The Wooden Leg of Inspector Anders
- First edition
- Author: Marshall Browne
- Language: English
- Series: Inspector Anders
- Genre: Crime novel
- Publisher: Duffy & Snellgrove, Australia
- Publication date: 1999
- Publication place: Australia
- Media type: Print (Paperback)
- Pages: 224
- ISBN: 9781876631154
- Preceded by: The Gilded Cage
- Followed by: The Burnt City

= The Wooden Leg of Inspector Anders =

Book by Marshall Browne

The Wooden Leg of Inspector Anders (1999) is a crime novel by Australian author Marshall Browne. It won the 2000 Ned Kelly Award for Best First Novel.

==Plot summary==

This novel is the first of the author's series of novels about Inspector Anders of the Rome police force.

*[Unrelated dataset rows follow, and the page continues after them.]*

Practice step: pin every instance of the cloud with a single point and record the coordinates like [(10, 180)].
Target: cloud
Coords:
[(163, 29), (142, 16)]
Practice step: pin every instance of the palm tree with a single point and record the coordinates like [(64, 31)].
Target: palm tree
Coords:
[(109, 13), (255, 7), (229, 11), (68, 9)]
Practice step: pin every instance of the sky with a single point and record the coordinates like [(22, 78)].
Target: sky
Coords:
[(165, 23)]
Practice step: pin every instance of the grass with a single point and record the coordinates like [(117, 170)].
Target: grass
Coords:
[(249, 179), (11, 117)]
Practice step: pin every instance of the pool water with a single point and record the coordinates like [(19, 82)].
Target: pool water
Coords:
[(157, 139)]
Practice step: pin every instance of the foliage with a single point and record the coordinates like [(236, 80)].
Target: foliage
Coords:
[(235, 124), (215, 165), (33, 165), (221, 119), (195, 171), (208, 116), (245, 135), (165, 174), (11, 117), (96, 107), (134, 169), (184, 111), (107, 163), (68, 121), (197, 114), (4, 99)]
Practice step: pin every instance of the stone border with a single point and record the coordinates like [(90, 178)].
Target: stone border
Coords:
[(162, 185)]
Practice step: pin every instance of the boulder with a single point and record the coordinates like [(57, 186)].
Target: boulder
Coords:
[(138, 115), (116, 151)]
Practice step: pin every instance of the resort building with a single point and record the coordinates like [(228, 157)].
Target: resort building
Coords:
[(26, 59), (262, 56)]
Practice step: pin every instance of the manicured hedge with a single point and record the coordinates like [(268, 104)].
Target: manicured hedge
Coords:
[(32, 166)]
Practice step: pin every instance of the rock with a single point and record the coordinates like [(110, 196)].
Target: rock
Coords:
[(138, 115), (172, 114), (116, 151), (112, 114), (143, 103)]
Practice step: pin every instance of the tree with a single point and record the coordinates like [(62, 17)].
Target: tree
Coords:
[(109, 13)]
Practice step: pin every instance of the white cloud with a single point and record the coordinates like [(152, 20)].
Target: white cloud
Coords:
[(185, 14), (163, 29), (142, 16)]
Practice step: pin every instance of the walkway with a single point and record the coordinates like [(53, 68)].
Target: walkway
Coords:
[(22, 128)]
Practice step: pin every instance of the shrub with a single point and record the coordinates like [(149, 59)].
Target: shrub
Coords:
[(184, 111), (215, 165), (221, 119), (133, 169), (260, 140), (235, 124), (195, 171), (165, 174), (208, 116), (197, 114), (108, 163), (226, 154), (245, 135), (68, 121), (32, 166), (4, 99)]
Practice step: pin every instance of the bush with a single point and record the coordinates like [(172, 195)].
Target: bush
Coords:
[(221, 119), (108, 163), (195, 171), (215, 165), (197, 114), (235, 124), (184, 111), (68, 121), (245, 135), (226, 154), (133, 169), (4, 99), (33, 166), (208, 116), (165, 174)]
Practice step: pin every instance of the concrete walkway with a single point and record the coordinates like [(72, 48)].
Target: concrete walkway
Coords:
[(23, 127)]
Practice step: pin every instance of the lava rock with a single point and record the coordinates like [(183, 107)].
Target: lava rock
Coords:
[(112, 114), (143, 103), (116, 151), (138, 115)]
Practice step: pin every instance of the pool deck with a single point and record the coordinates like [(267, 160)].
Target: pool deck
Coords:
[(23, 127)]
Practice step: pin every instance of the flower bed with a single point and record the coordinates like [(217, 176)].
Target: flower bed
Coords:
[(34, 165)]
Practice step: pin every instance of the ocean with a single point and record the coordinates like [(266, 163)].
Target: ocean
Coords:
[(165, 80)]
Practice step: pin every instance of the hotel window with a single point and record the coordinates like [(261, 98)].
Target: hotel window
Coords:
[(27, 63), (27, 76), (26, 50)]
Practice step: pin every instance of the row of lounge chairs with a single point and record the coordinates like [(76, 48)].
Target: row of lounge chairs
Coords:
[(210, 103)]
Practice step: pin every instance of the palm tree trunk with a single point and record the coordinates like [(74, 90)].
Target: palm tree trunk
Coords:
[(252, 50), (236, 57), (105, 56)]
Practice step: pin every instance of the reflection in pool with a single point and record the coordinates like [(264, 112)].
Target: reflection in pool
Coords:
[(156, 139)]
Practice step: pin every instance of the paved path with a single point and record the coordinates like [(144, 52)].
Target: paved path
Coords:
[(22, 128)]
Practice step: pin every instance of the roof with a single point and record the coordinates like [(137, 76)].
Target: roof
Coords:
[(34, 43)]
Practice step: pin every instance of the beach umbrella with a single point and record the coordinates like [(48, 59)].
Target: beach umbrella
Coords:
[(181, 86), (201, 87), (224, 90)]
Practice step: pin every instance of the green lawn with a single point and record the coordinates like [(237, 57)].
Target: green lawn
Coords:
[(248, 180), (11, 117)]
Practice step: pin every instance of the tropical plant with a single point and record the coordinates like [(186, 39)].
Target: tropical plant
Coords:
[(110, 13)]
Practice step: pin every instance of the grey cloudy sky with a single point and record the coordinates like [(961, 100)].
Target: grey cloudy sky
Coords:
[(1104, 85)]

Ten years before the book begins Anders closed down an anarchist group and lost his leg in the action. Now he has been provided with one last case before his early retirement, an investigation into the murder of a well-respected judge in southern Italy. Anders becomes deeply involved with both the judge's widow and the all-pervading corruption surrounding the investigation as he works towards a conclusion.

==Awards and nominations==

- 2000 winner Ned Kelly Award — Best First Novel
- 2002 shortlisted The Los Angeles Times Book Prize

==Publishing history==

After the novel's initial publication by Duffy & Snellgrove in 1999, it was also published as follows:

- Thomas Dunne Books, 1999, USA

It was later translated into Lithuanian.